Supervisors were set to consider two remaining options Tuesday for a sanctioned camp, both on county-owned property: the Los Guilicos campus on the eastern side of Highway 12 in the shadow of the Mayacamas Mountains, and a piece of vacant land on the county government campus in Santa Rosa.

But Zane, the county’s longest-serving incumbent, shot down the latter site, which sits in her central Santa Rosa district and abuts a pre-school for at-risk kids.

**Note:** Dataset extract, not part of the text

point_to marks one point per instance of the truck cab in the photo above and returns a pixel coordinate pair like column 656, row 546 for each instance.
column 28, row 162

“I know we’ve been asking you to act fast, but this is the most inappropriate site to have next to a daycare and a preschool,” said Zane, who faces an election battle in March.

It was the third time in three months that Zane, a champion of spending on social services, had successfully scuttled a plan to house or shelter homeless people in her district.

This week, she also helped scrap the purchase of a $999,000 home in the West End neighborhood to house trail residents, and in December she lobbied successfully to shelve a plan to shelter homeless people at the county fairgrounds.

Just last week, officials ditched another potential sanctioned camp location near the county airport following public revelations that the site, a chemical warfare training ground tied to the former Santa Rosa Army Airfield, contained unexploded mustard gas canisters dating back to World War II and would require an extensive environmental review.

After Hopkins moved to recommend the Los Guilicos site on Tuesday, and Zane quickly endorsed her motion, Gorin was left isolated on the board. She warned county staff and fellow supervisors of the criticism that would be unleashed should they settle on the Sonoma Valley site.

“The community backlash will blow the roof off,” said Gorin, who like Hopkins and Zane, is running for reelection in March.

Gorin said any final selection needed to be unanimous while calling for consideration of other sites outside of her district. She was even willing to break the county’s self-imposed Jan. 31 deadline for clearing the trail.

“The fear factor is palpable,” Gorin said, referring to neighbors’ concerns about rampant drug and alcohol abuse within the population of trail campers. More than 60% have been diagnosed with physical or mental health conditions, according to a county survey.

“I want to make this choice very carefully,” Gorin said. “I want to find an option that all the board can support, even if it takes an extra week.”

But her fellow supervisors weren’t persuaded. They also balked at ordering staff to answer every email from concerned neighbors about the new sanctioned camp and rejected Gorin’s request for 24-hour site security provided by the Sheriff’s Office. A meeting with Oakmont community members is scheduled for Thursday, and Gorin predicted “100% opposition.” A time and location for the meeting hadn’t been set.

“This is a lousy decision, and we’re picking the better of two lousy choices,” said Supervisor David Rabbitt. “It’s not staff’s fault. This is a city of Santa Rosa and a county of Sonoma issue, and there’s only one jurisdiction that’s doing anything.”

Minutes later, Gorin struggled as she read aloud the legal description of the county’s actions, her voice seeming to catch as she cleared her throat several times.

Zane, a clear victor on the day, paced in the background before offering the chairwoman a cup of water and a pat on the shoulder.